TRIBUNNEWS.COM, JAKARTA - Lembaga Bantuan Hukum Gerakan Pemuda (LBH GP) Ansor menilai gugatan menghapus kewenangan Kejaksaan Agung dalam mengusut korupsi kontraproduktif.
Sebab, masyarakat dan pemerintah memiliki visi dalam pemberantasan korupsi.
"Artinya, pihak-pihak itu tidak menginginkan pemberantasan korupsi bisa dijalankan dengan baik di negeri ini," kata Ketua LBH GP Ansor Pusat, Habib Abdul Qodir saat dihubungi, Kamis (8/6/2023).
Abdul Qodir berpendapat demikian mengingat instrumen kejaksaan berdiri di seluruh daerah hingga kabupaten/kota.
Jika permohonan itu dikabulkan MK, dikhawatirkan kasus-kasus korupsi di daerah bakal kian merajalela.
"Ya, itu dia.

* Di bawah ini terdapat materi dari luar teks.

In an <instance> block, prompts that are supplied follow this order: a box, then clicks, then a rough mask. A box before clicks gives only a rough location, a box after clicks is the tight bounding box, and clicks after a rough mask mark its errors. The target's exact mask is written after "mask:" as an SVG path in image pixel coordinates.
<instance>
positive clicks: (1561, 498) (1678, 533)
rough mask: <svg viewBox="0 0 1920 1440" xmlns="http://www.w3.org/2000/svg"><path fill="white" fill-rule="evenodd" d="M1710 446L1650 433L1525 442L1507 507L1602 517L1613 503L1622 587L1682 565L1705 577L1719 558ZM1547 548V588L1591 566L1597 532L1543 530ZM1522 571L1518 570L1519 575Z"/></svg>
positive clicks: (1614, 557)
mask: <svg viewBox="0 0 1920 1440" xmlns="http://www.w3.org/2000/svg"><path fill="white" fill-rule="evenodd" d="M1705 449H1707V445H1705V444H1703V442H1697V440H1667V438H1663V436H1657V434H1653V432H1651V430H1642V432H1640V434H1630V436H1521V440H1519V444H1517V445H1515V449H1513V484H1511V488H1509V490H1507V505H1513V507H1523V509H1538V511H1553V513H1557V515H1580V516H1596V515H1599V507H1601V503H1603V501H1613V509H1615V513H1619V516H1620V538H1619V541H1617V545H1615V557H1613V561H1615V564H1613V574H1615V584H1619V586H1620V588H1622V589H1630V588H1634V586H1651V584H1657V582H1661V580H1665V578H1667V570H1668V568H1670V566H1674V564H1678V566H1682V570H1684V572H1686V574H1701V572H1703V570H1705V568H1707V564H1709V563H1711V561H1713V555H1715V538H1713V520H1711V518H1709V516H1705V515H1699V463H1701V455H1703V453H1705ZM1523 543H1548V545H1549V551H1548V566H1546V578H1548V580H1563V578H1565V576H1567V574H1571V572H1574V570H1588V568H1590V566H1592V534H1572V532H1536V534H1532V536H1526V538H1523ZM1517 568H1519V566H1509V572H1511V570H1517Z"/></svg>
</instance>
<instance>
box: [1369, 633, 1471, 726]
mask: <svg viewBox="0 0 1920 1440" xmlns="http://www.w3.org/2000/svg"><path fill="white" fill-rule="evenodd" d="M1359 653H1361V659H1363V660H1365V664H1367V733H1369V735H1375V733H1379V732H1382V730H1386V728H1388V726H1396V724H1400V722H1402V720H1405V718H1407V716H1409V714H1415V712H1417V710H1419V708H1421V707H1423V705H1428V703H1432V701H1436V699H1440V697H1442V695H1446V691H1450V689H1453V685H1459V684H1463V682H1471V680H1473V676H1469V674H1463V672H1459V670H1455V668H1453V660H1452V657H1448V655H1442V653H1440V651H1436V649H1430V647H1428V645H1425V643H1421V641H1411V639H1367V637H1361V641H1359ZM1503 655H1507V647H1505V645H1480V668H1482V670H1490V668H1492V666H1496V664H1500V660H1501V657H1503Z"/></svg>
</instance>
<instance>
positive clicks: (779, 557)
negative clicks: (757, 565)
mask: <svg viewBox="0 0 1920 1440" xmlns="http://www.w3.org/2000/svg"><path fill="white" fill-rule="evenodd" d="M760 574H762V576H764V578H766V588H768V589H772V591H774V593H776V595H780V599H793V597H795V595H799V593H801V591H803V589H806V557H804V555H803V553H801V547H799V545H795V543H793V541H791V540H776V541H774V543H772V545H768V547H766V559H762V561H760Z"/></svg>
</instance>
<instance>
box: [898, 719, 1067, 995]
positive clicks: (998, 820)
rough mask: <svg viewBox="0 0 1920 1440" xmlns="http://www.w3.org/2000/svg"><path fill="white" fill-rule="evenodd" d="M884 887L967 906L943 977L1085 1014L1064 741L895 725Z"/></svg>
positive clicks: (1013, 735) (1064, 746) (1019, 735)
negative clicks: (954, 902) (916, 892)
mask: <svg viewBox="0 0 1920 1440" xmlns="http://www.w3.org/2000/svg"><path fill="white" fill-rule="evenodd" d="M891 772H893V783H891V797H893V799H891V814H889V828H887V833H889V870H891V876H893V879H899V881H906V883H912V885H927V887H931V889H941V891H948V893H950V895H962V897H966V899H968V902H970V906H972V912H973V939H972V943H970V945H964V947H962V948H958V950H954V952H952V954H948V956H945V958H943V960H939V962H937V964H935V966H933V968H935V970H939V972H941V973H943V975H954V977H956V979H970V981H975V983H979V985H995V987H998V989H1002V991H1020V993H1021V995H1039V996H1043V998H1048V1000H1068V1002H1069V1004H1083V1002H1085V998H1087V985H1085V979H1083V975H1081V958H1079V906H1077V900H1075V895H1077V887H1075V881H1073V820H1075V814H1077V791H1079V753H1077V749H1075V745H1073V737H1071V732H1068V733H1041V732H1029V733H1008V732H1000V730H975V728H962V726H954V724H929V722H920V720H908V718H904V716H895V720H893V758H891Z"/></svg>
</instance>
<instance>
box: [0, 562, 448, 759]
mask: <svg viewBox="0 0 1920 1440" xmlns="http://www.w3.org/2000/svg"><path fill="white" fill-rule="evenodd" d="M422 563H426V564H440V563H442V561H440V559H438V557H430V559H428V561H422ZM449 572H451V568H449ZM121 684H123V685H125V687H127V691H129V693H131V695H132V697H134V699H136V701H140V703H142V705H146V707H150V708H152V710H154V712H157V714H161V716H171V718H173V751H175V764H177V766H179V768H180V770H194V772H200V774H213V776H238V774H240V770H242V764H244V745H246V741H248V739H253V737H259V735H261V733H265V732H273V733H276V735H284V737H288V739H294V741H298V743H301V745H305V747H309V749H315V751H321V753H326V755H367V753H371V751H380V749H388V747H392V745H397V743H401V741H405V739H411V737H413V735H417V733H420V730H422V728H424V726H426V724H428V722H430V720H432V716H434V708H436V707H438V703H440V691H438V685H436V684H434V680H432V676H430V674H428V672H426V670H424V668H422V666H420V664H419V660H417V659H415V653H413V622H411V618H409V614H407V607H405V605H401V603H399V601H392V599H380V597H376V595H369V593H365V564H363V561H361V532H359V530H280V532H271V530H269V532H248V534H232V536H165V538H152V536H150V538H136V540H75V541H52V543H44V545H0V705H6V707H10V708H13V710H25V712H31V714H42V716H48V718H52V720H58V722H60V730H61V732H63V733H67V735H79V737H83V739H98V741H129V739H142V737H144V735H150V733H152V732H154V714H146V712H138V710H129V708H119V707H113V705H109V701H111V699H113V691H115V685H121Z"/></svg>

Kejaksaan ini punya prestasi, kinerja baik dalam pemberantasan korupsi. Kita enggak melihat ini cuma di pusat dalam penyidikan kasus korupsi atau megaskandal, tapi juga di daerah-daerah," katanya.
Ia pun memastikan berada di pihak kejaksaan dalam pemberantasan korupsi.
Oleh karena itu, Abdul Qodir mengecam adanya upaya menghapus kewenangan Kejaksaan mengusut kasus tindak pidana korupsi (tipikor).
"Pada prinsipnya, LBH Ansor mendukung penuh penyidikan kasus korupsi oleh kejaksaan, baik oleh Kejaksaan Agung dan kejaksaan-kejaksaan di daerah. Kami mengapresiasi kinerja kejaksaan dalam pemberantasan korupsi di Indonesia," katanya.
Menurutnya, adanya uji materi (judicial review) ke Mahkamah Konstitusi (MK) untuk menghapus kewenangan pengusutan kasus korupsi oleh kejaksaan sebagai ide atau aspirasi yang janggal.
Baca juga: Kewenangan Penyidikan Kejaksaan Digugat, Anggota Komisi III Yakin MK Pro Upaya Pemberantasan Korupsi
Sebab, gugatan dilayangkan ketika performa kejaksaan menangani kasus rasuah sedang tinggi-tingginya.
"Ini satu ide, pendapat, atau aspirasi yang janggal, aneh sekali karena aspirasi ini atau ide ini justru muncul di tengah-tengah bagaimana kejaksaan kita saat ini betul-betul bisa menunjukkan kinerjanya yang baik dalam penyidikan kasus-kasus korupsi bahkan penyidikan kasus-kasus yang sifatnya megakorupsi," tuturnya.
"Ini kan keberhasilan kejaksaan menyidiki kasus korupsi kan harus diapresiasi, bukan malah kemudian dengan perkembangan ini kewenagan kejaksaan dalam penyidikan kasus korupsi dihapuskan," sambungnya.
Sebelumnya, sejumlah advokat menggugat UU Kejaksaan ke Mahkamah Konstitusi (MK). Mereka meminta kewenangan Kejaksaan untuk menyelidiki dan menyidik kasus korupsi dihapus.
Menyatakan Pasal 30 (1) huruf d Kejaksaan bertentangan Pasal 28D (1) UUD 1945 dan tidak memiliki kekuatan hukum mengikat. Juga kewenangan jaksa Pasal 39, Pasal 44 ayat 4 dan ayat 5 sepanjang frase 'atau kejaksaan' di UU Tipikor.
Saat dimintai pendapat mengenai gugatan tersebut, pihak Kejaksaan menilai bahwa itu merupakan upaya corruptor fight back atau perlawanan balik koruptor.
Bahkan gugatan itu juga dianggap serampangan. Sebab terdapat konflik kepentingan, di mana Yasin Djamaludin merupakan pengacara Johannes Rettob yang telah ditetapkan tersangka kasus korupsi oleh Kejaksaan Tinggi Papua.
"Bisa juga dibilang upaya serampangan. Ada konflik kepentingan di sana. Mereka ini kan pengacara yang tersangkanya itu telah disidik oleh Kejaksaan," kata Kepala Pusat Penerangan Hukum Kejaksaan Agung, Ketut Sumedana kepada Tribunnews.